The Barn Owl was chasing us. The ice hook was heavier than I thought and my flight balance was off. I wobbled a bit at first, then recovered. A few seconds later, I sensed a new wind in my feathers. It was what I can best describe as a “curling gust.” Whiskered Screeches are small owls. What we lack in raw power, we make up for in agility. How I felt I could do this I am not sure, but I flipped myself over on that curl of wind so that I was flying upside down, or rather belly up, cradled in the gutter of a sustained gust.9 Above me, I could see the flash of the Barn Owl’s battle claws in the night. My gizzard nearly seized up because he was directly above me, but he seemed not to realize it.
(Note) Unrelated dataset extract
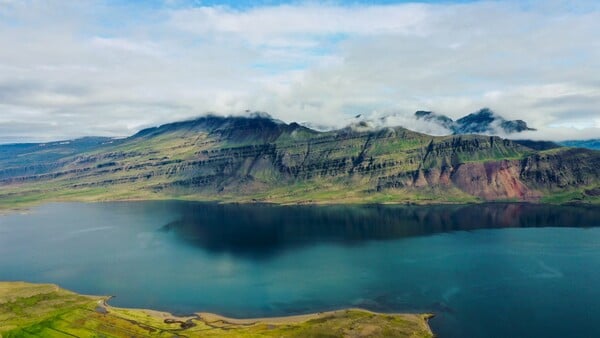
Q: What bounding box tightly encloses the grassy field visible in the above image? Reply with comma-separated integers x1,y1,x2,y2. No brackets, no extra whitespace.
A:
0,282,433,338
The soft white feathers of his belly gleamed. The peculiar markings I had seen on his face, the double crescent, haunted me still. I had no battle claws. I had the hook, but it wasn’t the best weapon for what I was hoping to do. But my talons were sharp. Suppose I clawed him? Without thinking any further, I thrust both my talons up at once. The impact wasn’t much, but the shock was huge. The Barn Owl squawked and tipped precariously. I saw something slice through the night, and the Barn Owl lurched. Moss’s ice hook had fastened onto his port battle claws. Moss had him tethered, and his belly was bleeding from where I had clawed him.
“You got him!” It was Arne, Moss’s father, crying out. Blood coursed down one of his own wings, but he was flying steadily. Then my father and two of the harvesters appeared. The Short-eared harvester plunged toward the hireclaw Barn Owl with an immense ice shard and stabbed him in the belly to finish him off.